Les mobilisations contre la réforme des retraites ont atteint un niveau historique, jeudi 19 janvier. Les syndicats, unanimes, ont appelé à une seconde journée de manifestations et de grève le 31 janvier. S’exprimant depuis l’Espagne, le président n’a rien cédé.
Les objectifs étaient ambitieux, et ils ont été largement remplis. La première journée de mobilisation contre la réforme des retraites, jeudi 19 janvier, a été un succès incontestable pour les syndicats, unis dans leur protestation. Dans toute la France, les défilés ont fait le plein, et les pourcentages de grévistes dans les secteurs les plus offensifs sont impressionnants.
Les objectifs étaient ambitieux, et ils ont été largement remplis. La première journée de mobilisation contre la réforme des retraites, jeudi 19 janvier, a été un succès incontestable pour les syndicats, unis dans leur protestation. Dans toute la France, les défilés ont fait le plein, et les pourcentages de grévistes dans les secteurs les plus offensifs sont impressionnants.

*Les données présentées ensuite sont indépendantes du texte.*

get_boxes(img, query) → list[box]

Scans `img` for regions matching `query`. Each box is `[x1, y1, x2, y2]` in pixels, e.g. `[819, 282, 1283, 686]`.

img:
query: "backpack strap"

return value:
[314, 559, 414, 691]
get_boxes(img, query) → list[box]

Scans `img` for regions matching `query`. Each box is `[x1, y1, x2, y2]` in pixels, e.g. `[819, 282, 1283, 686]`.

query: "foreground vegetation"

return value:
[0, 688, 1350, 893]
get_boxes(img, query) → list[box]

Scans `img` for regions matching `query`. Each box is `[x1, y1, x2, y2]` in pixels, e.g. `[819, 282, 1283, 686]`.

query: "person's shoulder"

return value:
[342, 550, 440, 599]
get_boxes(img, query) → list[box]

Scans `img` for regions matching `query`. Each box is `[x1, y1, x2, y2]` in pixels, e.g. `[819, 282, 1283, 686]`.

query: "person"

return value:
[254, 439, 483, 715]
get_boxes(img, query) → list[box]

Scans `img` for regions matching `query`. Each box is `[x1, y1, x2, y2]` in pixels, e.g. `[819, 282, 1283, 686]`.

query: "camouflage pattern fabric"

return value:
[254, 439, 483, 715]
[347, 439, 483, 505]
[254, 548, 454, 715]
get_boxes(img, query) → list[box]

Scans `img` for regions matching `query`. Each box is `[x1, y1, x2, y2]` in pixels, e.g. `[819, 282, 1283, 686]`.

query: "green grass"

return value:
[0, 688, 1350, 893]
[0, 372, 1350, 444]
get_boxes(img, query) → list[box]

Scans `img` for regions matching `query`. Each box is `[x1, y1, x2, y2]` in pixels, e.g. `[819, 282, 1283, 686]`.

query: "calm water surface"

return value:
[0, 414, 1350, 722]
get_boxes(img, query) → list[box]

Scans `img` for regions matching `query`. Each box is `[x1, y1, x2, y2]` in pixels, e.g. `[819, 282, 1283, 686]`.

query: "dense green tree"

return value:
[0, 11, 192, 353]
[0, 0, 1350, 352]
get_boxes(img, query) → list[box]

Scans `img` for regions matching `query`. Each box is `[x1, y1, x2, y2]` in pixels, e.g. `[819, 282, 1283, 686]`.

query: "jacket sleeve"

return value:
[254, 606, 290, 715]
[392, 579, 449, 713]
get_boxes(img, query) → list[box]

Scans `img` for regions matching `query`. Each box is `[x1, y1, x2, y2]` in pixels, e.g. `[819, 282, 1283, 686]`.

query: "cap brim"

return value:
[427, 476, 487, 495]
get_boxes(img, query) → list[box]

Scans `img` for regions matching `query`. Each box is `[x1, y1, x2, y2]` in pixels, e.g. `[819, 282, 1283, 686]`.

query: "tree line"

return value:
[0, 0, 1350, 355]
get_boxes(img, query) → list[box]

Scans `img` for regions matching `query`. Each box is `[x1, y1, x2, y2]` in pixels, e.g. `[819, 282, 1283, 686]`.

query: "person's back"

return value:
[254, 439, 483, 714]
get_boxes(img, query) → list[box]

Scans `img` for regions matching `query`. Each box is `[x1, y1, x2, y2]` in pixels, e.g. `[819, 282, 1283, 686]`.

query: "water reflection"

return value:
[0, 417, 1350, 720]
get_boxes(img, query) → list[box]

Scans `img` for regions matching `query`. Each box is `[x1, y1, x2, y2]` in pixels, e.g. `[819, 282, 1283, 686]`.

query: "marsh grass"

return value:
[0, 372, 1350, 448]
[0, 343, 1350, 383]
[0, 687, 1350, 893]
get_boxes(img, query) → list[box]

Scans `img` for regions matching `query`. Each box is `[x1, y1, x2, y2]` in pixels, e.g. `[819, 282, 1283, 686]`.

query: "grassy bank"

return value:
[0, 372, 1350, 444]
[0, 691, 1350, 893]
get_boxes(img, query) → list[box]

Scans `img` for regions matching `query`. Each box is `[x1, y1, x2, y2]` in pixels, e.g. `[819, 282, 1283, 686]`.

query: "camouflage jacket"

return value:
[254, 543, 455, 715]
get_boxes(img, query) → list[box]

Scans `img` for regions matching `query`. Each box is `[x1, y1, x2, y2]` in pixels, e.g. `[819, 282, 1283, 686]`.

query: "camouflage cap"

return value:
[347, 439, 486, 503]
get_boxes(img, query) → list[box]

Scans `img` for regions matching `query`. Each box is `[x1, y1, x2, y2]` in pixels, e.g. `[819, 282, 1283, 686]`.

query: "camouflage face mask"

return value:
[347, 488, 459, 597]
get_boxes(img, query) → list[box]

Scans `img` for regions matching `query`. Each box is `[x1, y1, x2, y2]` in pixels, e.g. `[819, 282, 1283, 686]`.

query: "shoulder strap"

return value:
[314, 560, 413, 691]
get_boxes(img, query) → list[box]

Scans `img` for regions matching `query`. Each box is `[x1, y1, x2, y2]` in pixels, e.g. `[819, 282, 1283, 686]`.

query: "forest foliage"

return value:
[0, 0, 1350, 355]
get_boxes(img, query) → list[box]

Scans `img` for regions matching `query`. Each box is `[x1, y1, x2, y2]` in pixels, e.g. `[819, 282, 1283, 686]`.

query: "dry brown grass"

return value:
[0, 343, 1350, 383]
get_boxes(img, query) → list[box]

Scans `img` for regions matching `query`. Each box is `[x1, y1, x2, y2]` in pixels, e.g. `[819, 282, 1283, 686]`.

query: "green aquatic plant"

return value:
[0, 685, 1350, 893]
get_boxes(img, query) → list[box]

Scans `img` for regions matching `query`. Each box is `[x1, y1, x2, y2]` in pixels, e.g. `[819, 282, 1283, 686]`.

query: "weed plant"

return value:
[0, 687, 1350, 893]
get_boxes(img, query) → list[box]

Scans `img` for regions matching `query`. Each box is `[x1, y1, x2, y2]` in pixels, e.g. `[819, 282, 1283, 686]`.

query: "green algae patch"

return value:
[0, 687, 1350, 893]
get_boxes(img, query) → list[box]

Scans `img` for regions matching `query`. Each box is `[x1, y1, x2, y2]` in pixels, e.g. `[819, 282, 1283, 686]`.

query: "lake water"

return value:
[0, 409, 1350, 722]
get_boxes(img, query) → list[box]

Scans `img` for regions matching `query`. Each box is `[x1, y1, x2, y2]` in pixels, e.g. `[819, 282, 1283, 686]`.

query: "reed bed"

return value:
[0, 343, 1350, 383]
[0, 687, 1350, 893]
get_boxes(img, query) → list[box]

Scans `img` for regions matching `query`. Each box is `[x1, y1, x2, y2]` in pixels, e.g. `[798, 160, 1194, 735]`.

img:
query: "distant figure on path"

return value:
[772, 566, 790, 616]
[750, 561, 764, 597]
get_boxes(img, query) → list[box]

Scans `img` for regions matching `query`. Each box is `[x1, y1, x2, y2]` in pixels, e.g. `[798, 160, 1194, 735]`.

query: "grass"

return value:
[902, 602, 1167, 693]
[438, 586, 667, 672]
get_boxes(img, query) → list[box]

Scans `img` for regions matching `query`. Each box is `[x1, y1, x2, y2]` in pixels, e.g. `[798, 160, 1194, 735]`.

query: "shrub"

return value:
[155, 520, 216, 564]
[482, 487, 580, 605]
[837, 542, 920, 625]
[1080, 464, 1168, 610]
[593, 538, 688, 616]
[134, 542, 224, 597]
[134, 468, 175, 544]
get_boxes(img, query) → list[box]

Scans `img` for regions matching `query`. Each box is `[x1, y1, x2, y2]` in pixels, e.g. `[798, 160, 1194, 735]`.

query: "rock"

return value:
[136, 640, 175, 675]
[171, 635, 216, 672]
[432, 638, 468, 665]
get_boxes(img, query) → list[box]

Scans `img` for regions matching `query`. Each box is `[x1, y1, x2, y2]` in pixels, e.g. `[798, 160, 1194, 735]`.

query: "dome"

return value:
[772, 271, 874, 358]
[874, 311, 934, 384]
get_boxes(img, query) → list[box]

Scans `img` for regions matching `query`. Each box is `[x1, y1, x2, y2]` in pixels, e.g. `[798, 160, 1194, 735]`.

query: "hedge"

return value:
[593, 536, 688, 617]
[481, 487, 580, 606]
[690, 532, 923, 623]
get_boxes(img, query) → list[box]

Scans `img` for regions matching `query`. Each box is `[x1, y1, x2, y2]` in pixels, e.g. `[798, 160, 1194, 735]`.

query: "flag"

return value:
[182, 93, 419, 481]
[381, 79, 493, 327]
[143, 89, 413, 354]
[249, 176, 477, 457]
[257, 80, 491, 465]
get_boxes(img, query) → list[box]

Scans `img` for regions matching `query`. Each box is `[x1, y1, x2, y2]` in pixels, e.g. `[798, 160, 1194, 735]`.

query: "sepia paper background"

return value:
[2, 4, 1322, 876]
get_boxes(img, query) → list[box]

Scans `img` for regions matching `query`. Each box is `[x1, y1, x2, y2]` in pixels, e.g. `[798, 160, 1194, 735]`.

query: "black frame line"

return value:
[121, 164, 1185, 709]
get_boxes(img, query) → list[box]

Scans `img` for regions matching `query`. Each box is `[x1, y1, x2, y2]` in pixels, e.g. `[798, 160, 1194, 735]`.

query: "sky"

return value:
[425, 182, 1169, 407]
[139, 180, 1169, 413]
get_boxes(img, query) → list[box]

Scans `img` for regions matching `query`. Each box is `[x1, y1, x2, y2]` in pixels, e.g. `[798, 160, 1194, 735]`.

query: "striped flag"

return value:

Tous les témoignages recueillis dans les cortèges (lire ici notre récit) convergent pour rejeter le projet d’Emmanuel Macron de faire reculer l’âge légal de départ de 62 à 64 ans, et de porter plus vite que prévu à 43 annuités la durée de cotisation nécessaire pour obtenir le « taux plein ».

Selon les décomptes officiels du ministère de l’intérieur, 1,12 million de personnes ont défilé en France durant la journée, dont 80 000 à Paris. Les rassemblements ont donc tutoyé les plus hauts niveaux de fréquentation mesurés par les autorités, pour des rassemblements à l’initiative des organisations de salarié·es, de ces trente dernières années : les plus grosses manifestations contre les réformes des retraites de 1995, de 2003 et de 2010 avaient elles aussi dépassé le million de participants, avec comme point culminant 1,13 million de personnes le 13 mai 2003.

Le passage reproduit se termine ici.